Paderno d’Adda, 5 agosto 2013 - Non ha ancora un nome nè un volto l'uomo il cui cadavere è stato ripescato domenica dalle acque dell'Adda a Paderno, nel tratto di fiume che corre a valle della diga della centrale idroelettrica dell'Edison. “Dai primi accertamenti si sa solo che avrebbe l'apparente età di 45 anni e che si tratta di una persona sposata, perchè indossava la fede con inciso all'interno il nome della moglie e la data del matrimonio“, comunicano gli investigatori.
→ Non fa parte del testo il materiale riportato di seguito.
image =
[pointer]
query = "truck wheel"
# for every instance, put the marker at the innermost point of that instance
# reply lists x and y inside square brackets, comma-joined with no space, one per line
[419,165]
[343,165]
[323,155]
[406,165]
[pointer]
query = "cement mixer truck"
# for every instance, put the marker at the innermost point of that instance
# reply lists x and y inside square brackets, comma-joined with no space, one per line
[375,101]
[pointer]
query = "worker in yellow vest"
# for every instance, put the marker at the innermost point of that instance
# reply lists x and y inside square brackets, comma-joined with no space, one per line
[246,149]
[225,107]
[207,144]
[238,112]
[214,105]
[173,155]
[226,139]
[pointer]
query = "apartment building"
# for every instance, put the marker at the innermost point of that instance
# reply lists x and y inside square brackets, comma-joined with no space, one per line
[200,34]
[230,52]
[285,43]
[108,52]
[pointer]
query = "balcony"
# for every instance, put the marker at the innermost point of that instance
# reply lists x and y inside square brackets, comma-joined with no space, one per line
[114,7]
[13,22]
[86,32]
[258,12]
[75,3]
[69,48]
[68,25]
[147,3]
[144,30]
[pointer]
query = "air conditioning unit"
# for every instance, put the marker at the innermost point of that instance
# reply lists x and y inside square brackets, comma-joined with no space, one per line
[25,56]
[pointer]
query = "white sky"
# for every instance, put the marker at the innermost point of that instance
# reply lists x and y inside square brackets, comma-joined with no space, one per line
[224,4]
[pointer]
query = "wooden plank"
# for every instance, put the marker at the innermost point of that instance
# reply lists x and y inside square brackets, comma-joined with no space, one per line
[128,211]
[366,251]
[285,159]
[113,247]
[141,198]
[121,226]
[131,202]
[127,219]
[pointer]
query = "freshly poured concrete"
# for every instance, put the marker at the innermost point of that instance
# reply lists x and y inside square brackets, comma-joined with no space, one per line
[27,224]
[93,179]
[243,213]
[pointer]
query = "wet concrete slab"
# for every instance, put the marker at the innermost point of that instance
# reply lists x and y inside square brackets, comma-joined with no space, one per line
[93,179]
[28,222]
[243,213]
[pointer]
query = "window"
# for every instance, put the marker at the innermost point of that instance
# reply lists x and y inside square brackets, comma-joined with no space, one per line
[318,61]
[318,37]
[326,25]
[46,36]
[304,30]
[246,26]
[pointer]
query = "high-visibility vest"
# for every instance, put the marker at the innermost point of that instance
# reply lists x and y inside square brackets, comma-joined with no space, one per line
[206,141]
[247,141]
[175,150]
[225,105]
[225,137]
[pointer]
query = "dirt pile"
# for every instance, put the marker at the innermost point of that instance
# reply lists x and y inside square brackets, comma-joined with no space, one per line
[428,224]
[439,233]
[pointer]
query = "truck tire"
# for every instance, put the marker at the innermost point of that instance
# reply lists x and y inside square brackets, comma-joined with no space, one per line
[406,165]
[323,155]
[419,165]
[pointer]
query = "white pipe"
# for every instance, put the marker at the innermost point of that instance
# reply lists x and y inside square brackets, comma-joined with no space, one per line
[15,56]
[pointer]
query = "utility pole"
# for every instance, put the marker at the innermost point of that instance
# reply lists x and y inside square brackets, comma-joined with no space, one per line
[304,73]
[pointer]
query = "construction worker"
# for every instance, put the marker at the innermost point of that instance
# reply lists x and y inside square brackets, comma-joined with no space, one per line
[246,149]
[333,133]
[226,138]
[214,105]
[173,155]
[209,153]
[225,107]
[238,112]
I carabinieri della stazione locale di Merate, alle dipendenze del comandante interinale maresciallo Michela Ugolini, stanno passando in rassegna tutti i casi di scomparsa, un lavoro lungo e impegnativo, che al momento tuttavia non ha fornito i risultati sperati. La salma, in avanzato stato di decomposizione al punto che i lineamenti del viso risultano irriconoscibili, è stata ricomposta presso la camera mortuaria dell'ospedale San Leopoldo Mandic.

Nessuna certezza nemmeno sul fronte delle possibili cause del decesso. Il corpo ormai privo di vita non presenterebbe particolari segni, ma è rimasto in acqua troppo a lungo, forse addirittura un mese, per sperare in riscontri superficiali. Per questo il magistrato di turno ha disposto l'autopsia che verrà eseguita nei prossimi giorni. Fino ad ora non è stato aperto alcun fascicolo d'inchiesta nè sono stati ipotizzati reati, segno che dalla procura si propende per un tragico incidente o gesto estremo, sebbene gli investigatori non escludano alcuna ipotesi in attesa dell'esito dell'esame necroscopico.

Le operazioni di recupero si sono rivelate molto complesse e sono durate parecchie ore,  dal pomeriggio sino alla sera dell'altro giorno. Hanno partecipato alla task force i pompieri volontari di Merate e i sommozzatori di Treviglio. Si sono mobilitati pure i componenti di un equipaggio dell'elicottero del 115. I resti sono stati individuati in una zona inaccessibile, sia dal torrente sia dal cielo, nemmeno calandosi con il verricello dal mezzo aereo a causa della fitta boscaglia.

Per questo i vigili del fuoco hanno dovuto raggiungere il luogo del macabro rinvenimento a piedi e recuperarlo a forza di braccia. Per via del pessimo stato di conservazione inoltre si sono dovuti muovere con estrema cautela, in modo da non compromettere nulla. Per l'olezzo nauseabondo, accentuato dal caldo, uno di loro, nonostante l'esperienza e in qualche modo l'abitudine a simili compiti, ha pure accusato uno svenimento, tanto da rendere necessario l'intervento dei sanitari del 118.